Cardano’s Hoskinson says Bitcoin’s quantum fix can’t save BTC from Satoshi Nakamoto

Leading Bitcoin developers proposed earlier this week to freeze 8 million coins to defend against quantum attackers.

But Cardano founder Charles Hoskinson believes he still can’t safeguard coins owned by the network’s pseudonymous creator Satoshi Nakamoto, according to a video posted to his YouTube channel Wednesday evening.

Hoskinson said Bitcoin’s proposed defense against quantum computers is both technically mislabeled and structurally incapable of protecting the network’s oldest coins, including the approximately 1 million bitcoins attributed to Satoshi Nakamoto.

He argued that BIP-361, the proposal by developer Jameson Lopp and others to phase out quantum-vulnerable Bitcoin addresses, is presented as a soft fork but would functionally require a hard fork because it invalidates existing signature schemes that users actively rely on.

“To do that, you need a hard fork,” Hoskinson said. The distinction is important because Bitcoin’s development culture has historically opposed hard forks, viewing them as violations of the network’s immutability. The BIP-361 authors described the proposal as a soft fork, a characterization Hoskinson called a lie.

A soft fork tightens the rules so that old software still works but cannot use new features. A hard fork changes the rules so fundamentally that old software stops working completely and the network splits unless everyone upgrades.

BIP-361 suggests that users with frozen, quantum-vulnerable funds could recover them by constructing a zero-knowledge proof linked to their seed phrase BIP-39, a standard for generating wallet keys from a recoverable phrase.

Hoskinson argued that this approach could not save approximately 1.7 million bitcoins predating the introduction of BIP-39 in 2013, including approximately 1 million coins associated with Satoshi’s early mining activities.

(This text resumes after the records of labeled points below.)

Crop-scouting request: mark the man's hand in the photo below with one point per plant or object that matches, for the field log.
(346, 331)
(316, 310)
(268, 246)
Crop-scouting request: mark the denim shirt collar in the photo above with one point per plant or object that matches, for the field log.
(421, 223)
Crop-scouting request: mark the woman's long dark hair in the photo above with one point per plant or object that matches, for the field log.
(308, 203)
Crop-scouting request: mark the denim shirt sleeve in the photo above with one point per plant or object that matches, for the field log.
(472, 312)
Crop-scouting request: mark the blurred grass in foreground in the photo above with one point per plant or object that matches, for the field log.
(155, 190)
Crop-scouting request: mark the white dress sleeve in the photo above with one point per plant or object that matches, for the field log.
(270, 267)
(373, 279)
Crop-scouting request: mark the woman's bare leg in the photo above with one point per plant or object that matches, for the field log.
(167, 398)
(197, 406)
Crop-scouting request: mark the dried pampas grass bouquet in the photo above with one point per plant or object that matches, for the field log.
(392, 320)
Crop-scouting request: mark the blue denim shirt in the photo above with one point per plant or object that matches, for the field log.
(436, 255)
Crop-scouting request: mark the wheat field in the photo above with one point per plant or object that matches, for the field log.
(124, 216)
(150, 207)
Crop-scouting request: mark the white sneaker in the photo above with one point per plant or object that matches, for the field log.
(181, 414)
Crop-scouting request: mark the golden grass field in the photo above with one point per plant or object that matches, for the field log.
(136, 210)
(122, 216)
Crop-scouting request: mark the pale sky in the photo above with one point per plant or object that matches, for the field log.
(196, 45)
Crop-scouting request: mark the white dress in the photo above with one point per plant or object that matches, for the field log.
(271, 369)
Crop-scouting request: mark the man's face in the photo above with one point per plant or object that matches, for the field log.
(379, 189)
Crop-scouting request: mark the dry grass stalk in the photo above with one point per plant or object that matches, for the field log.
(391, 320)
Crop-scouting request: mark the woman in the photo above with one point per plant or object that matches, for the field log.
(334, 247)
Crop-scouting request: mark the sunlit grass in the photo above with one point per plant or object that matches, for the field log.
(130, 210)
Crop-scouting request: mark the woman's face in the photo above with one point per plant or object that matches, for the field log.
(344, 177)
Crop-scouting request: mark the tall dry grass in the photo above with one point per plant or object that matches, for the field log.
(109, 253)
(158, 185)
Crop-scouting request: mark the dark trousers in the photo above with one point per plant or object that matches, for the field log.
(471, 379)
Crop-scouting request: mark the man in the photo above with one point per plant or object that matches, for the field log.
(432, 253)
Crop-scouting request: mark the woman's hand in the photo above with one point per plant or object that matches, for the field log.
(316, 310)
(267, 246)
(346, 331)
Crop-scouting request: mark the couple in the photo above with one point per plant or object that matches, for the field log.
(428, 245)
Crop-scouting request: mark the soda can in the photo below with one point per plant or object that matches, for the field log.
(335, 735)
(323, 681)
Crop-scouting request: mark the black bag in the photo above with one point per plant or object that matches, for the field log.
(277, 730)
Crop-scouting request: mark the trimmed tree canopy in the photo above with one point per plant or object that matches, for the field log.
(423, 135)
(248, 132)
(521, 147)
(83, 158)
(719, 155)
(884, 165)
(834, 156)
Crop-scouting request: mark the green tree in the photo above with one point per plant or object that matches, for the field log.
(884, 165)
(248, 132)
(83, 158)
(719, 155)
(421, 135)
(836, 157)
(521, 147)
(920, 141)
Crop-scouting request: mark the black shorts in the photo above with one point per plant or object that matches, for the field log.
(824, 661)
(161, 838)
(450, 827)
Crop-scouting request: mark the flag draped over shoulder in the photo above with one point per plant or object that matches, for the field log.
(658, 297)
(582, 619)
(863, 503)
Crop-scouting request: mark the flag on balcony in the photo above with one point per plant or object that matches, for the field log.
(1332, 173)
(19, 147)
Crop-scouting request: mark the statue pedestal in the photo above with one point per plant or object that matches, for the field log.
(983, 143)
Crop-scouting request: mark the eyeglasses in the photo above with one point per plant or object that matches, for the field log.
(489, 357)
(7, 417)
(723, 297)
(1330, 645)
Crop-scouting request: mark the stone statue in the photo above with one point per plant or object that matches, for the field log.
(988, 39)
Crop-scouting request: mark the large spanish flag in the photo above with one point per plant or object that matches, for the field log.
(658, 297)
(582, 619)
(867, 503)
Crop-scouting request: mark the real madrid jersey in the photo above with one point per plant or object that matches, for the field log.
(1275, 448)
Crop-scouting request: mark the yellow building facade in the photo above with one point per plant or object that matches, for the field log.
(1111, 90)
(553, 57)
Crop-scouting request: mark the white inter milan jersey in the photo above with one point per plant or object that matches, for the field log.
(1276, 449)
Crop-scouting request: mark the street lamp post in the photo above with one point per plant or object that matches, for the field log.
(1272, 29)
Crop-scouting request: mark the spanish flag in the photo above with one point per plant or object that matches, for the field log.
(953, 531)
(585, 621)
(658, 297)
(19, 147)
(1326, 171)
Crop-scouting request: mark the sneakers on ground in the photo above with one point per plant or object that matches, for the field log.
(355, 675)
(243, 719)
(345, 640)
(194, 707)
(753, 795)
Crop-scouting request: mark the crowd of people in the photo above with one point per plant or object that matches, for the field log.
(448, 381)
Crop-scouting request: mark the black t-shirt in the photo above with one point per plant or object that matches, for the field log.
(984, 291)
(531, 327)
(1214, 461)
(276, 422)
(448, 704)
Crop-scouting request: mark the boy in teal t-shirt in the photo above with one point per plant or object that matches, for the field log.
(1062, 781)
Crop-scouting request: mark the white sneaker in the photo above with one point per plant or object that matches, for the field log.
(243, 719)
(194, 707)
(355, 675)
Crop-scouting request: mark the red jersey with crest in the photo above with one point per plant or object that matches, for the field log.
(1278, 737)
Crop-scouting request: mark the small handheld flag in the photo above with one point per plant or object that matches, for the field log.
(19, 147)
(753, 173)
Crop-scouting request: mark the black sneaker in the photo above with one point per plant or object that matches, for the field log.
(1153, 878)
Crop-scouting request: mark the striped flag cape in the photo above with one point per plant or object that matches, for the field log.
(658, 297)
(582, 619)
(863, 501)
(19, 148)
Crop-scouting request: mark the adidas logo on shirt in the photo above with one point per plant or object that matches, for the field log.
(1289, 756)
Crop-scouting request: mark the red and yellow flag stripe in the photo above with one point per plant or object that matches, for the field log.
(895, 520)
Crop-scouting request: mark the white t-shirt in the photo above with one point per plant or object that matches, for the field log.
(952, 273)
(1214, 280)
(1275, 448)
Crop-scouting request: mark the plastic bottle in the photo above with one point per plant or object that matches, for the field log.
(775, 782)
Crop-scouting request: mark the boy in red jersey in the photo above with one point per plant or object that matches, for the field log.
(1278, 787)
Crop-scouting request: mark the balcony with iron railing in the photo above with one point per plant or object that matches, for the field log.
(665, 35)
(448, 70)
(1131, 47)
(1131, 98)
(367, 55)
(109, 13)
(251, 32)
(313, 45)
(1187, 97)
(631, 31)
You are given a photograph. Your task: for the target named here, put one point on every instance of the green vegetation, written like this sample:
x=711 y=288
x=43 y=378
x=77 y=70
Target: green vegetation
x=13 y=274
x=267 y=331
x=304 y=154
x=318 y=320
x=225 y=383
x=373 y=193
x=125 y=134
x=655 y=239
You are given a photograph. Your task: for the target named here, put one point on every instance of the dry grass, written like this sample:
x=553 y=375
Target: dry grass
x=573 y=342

These first coins were generated using a different key derivation method than the original Bitcoin wallet software, which relied on a local key pool rather than a deterministic seed.

There is no seed sentence to prove knowledge, which means that no zero-knowledge recovery system based on this assumption can restore access to the holders.

“1.7 million coins can’t do that. It’s not possible. Of which 1.1 million belong to Satoshi,” Hoskinson said.

If the proposal passes in its current form, these coins will remain permanently frozen regardless of whether their original owners attempt to migrate, because migration would require cryptographic proof which they are unable to provide.

Jameson Lopp, the lead developer who co-wrote BIP-361, acknowledged in an article on

Lopp argued that it would be better to freeze the dormant coins, which he estimates to be 5.6 million bitcoins, than to allow a future quantum attacker to collect them and dump them on the market.

Hoskinson’s broader critique extends beyond technical details. He argues that Bitcoin’s lack of formal on-chain governance leaves the network unable to resolve these tradeoffs through a structured process, forcing controversial upgrades to be negotiated through developer mailing lists and social pressure.